Pretty impossible to beat high Mercury levels with fish being a main protein source. Even if you buy farmed fish then arsenic is an issue along with them being fed a BS diet.

Was your metals test a hair one by chance?


#7

Don’t and won’t eat farmed fish. I was eating a lot of canned pacific mackerel for a couple months. I stopped that. l only eat seafood from Alaska now, and never canned. The taste of the can was bothering me and I think some B vitamins and A are lost in the heating.

It was a blood test. After eating mostly pacific mackerel it was 19.5ug/L. A month later after switching to only Alaskan salmon and snow crab it was 21ug/L. I ordered a hair test yesterday. Maybe it’s just a small discrepancy and has really just stayed the same and will take time to come down? That is what I am really hoping for…I have a feeling not likely. Perhaps should stop the crab. A lot of sites list it as .09. Chinook .06 mercury .02 for sockeye. I have depression, anxiety, nervousness, and eye issues right now and I’m wondering if its the mercury. There was a time I ate just salmon and I don’t remember feeling bad.

I also can’t figure out what is a truly dangerous mercury level in the blood. Supposedly you should be under or = to 7-10ish ug/L but is 20 really bad? I can’t tell from what I’ve read.


#8

What you have said above, about canned fish, is probably not helping your anxiety levels, and probably uneccessary.

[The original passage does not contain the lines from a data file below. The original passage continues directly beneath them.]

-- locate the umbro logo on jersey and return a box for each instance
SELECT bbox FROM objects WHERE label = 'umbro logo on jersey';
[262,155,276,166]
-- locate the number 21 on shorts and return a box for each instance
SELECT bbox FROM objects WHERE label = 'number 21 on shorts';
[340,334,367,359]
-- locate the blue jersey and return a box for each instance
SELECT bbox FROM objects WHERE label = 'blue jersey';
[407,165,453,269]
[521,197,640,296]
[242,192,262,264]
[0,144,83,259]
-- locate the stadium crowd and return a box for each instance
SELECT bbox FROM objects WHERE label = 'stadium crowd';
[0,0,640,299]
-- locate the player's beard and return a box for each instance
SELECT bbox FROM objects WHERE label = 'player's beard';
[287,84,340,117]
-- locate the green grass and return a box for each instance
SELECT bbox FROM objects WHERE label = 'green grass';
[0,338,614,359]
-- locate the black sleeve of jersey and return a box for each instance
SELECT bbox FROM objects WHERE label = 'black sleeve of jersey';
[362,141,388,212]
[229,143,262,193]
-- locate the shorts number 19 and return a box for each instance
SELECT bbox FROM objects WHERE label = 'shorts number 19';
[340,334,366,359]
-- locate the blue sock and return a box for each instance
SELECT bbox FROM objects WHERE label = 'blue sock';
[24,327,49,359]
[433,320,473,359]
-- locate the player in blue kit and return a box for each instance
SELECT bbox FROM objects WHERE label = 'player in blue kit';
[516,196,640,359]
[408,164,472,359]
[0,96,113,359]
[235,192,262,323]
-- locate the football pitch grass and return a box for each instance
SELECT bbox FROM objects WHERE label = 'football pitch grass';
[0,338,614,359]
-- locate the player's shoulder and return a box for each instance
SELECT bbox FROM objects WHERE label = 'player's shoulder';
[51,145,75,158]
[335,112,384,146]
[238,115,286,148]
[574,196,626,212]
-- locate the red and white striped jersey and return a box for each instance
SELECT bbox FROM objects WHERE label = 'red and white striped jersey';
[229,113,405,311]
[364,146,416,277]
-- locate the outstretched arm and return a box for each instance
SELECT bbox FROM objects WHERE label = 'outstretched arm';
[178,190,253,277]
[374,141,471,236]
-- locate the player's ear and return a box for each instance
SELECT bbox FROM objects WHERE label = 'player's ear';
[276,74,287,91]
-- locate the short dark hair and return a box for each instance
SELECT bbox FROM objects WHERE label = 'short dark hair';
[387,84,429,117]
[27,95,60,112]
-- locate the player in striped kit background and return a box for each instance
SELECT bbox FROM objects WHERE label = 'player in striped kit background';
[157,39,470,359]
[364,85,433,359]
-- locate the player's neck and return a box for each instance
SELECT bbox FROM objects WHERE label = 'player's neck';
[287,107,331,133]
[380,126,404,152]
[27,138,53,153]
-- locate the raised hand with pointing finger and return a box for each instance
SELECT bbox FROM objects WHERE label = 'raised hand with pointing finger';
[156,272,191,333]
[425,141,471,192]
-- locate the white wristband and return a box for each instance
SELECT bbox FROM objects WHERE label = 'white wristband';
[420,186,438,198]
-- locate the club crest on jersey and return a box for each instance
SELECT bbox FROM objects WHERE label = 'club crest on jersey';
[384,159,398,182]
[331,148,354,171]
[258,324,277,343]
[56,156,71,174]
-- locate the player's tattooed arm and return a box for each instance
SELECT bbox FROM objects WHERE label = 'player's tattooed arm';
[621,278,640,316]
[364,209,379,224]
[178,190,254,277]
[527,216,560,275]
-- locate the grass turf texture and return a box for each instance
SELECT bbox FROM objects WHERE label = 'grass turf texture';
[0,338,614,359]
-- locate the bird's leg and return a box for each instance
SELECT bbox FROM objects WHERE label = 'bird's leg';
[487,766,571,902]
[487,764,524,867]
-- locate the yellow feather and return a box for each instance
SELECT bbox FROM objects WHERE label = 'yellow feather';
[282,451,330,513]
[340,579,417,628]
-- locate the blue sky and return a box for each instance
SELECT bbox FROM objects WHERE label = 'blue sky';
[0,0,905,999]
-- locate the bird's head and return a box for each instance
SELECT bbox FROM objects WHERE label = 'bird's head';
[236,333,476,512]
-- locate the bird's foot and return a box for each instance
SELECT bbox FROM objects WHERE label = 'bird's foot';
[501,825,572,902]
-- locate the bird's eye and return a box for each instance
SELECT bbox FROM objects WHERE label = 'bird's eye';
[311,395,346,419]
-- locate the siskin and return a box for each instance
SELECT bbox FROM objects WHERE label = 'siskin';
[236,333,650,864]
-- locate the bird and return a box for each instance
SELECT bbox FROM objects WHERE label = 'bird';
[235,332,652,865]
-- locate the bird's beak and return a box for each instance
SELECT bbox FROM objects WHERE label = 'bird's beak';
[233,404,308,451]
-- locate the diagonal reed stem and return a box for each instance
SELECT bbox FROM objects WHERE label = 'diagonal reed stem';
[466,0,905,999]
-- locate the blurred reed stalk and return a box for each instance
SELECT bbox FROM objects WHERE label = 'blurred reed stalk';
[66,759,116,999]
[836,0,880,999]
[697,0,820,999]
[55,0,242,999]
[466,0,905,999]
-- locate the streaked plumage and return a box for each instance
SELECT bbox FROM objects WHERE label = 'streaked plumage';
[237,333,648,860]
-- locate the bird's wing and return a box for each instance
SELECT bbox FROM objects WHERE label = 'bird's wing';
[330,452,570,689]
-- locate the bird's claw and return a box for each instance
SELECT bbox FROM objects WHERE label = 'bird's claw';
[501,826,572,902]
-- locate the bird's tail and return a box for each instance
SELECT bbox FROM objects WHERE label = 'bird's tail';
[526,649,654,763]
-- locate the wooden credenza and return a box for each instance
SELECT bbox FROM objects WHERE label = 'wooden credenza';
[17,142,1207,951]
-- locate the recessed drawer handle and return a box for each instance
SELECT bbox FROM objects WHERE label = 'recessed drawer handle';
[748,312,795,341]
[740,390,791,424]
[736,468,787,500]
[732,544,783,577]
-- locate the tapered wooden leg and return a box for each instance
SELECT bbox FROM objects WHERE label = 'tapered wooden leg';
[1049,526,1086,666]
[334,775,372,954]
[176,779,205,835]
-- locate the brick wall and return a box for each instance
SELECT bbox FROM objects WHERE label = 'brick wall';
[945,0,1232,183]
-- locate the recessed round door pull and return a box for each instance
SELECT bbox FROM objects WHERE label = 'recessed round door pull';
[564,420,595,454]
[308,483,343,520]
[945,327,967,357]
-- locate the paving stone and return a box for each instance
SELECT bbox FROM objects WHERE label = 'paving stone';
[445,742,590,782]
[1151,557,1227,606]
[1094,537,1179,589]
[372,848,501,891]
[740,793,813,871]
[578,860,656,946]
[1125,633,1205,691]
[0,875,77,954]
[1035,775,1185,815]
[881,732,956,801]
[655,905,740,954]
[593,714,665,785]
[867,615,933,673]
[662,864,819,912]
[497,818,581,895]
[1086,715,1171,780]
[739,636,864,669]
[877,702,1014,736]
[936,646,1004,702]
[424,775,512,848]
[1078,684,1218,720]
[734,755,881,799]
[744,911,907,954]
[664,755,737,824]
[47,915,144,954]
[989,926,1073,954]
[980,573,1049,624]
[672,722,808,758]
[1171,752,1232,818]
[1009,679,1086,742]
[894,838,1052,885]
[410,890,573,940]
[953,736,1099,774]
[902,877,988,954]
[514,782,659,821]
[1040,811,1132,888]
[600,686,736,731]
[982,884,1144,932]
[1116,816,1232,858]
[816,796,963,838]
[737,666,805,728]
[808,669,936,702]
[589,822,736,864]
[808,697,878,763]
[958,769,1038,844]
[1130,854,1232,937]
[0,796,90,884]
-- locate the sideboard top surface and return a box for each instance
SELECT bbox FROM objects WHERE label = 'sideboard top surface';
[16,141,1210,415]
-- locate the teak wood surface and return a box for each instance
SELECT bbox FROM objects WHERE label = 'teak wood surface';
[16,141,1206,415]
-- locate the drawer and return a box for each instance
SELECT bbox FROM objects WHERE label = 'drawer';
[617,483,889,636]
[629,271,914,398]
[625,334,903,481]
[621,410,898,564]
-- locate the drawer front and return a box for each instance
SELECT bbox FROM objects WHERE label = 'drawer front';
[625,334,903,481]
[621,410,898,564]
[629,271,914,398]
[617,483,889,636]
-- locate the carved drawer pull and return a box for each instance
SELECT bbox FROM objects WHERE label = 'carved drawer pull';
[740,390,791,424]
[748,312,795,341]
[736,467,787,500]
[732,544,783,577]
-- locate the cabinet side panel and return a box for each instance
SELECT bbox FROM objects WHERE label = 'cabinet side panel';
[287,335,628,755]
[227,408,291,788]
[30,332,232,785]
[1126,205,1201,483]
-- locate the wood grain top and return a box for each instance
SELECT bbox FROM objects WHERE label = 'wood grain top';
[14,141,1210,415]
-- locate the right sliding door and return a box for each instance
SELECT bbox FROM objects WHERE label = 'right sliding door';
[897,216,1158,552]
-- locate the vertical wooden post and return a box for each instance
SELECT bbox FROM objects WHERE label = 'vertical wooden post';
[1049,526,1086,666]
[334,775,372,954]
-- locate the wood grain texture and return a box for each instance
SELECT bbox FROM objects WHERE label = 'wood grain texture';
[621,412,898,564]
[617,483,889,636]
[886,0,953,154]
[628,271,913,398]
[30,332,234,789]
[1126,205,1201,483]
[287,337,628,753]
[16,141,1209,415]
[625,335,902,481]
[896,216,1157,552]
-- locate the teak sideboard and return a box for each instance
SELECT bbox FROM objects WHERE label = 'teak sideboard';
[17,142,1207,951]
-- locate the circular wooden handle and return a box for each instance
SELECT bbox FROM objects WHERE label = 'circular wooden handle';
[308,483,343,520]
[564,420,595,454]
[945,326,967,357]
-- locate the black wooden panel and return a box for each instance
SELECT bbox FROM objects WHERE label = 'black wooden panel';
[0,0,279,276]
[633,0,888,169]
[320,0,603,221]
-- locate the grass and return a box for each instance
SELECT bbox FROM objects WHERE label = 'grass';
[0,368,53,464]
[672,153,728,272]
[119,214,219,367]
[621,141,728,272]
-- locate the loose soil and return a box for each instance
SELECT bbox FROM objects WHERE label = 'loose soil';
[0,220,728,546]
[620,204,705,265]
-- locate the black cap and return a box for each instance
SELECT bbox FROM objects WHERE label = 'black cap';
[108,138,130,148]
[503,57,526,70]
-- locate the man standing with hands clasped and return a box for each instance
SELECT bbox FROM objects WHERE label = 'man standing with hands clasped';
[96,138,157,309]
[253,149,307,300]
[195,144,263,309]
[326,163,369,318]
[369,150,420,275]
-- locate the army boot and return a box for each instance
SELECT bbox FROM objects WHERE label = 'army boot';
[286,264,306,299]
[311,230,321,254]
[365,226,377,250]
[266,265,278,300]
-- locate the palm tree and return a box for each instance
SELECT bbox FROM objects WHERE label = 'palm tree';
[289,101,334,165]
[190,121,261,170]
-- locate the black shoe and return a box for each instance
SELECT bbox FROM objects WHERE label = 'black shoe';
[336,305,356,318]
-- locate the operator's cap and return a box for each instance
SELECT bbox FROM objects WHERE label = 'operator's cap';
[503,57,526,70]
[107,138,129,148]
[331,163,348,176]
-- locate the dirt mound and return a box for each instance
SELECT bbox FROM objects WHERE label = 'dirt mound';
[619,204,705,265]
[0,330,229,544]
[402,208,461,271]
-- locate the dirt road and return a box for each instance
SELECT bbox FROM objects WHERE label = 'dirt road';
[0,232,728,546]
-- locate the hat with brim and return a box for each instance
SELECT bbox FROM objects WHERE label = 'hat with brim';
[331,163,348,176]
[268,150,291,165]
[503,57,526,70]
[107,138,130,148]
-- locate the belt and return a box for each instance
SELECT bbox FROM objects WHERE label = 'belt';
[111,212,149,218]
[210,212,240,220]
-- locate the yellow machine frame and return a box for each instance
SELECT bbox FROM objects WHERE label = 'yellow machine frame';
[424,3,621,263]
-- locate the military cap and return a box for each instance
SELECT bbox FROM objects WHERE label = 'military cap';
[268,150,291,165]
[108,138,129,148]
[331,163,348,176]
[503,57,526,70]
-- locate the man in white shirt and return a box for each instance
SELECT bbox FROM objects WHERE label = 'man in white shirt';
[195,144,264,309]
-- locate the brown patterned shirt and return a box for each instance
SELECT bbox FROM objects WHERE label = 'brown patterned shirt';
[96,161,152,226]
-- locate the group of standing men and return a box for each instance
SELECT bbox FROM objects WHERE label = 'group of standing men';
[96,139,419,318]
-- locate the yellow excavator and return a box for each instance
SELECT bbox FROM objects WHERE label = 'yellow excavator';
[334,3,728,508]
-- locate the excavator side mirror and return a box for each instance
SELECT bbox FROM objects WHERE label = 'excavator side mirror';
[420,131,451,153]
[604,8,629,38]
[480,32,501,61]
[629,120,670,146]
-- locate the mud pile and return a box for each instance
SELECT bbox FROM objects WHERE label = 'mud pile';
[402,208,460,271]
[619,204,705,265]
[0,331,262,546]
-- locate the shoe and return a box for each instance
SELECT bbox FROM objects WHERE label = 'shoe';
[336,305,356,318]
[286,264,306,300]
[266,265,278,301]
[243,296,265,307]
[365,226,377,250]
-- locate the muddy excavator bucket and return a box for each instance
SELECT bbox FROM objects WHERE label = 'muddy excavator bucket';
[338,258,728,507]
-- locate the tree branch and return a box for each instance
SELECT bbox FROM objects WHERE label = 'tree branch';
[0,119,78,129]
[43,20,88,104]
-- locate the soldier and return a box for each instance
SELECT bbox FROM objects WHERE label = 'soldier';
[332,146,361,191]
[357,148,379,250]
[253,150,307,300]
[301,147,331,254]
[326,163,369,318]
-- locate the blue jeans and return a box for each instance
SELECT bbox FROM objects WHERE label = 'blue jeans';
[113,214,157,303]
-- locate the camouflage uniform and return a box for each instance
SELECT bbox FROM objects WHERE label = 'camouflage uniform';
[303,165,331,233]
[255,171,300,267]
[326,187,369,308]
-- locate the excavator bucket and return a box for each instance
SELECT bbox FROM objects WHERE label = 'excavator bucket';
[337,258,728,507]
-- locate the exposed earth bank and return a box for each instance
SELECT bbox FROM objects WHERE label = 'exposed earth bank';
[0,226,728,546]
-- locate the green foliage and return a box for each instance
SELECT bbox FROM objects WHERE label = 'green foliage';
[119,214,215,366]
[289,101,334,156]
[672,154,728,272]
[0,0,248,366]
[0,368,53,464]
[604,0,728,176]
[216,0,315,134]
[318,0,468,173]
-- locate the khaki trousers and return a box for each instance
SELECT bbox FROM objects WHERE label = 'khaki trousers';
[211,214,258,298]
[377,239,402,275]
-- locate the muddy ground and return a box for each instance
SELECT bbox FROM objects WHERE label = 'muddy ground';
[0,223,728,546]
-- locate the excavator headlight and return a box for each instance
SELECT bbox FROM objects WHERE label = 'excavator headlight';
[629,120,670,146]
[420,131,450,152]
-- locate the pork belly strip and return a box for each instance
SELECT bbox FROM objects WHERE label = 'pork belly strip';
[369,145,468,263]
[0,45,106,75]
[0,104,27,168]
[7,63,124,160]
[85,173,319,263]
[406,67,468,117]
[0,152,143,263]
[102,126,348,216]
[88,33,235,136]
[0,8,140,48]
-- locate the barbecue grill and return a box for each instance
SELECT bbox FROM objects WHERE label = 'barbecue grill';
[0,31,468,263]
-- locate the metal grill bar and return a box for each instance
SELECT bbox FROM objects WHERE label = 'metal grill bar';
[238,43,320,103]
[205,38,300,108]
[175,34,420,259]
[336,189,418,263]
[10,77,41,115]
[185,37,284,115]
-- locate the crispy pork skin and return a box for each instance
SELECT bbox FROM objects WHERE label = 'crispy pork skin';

However, I live in North UK and our mackerel is fine, more than fine, and I would eat it for breakfast twice a week (if I can remember to get past the eggs).

Maybe just switch to a different source of what you need/ or supplements even, if it’s adding to anxiety.

Try not to worry mate.


(KCKO, KCFO) #9

I think this answers it, and yes, the lower on the food chain you eat the less mercury you will intake. I avoid farm raised fish of all kinds.

Never had a mercury test, but also never had any symptoms that I had too much. I eat fish at least twice a week, often more than that. Primarily, wild salmon, tuna, and sardines, but mahi mahi if I can get it, it isn’t always available here.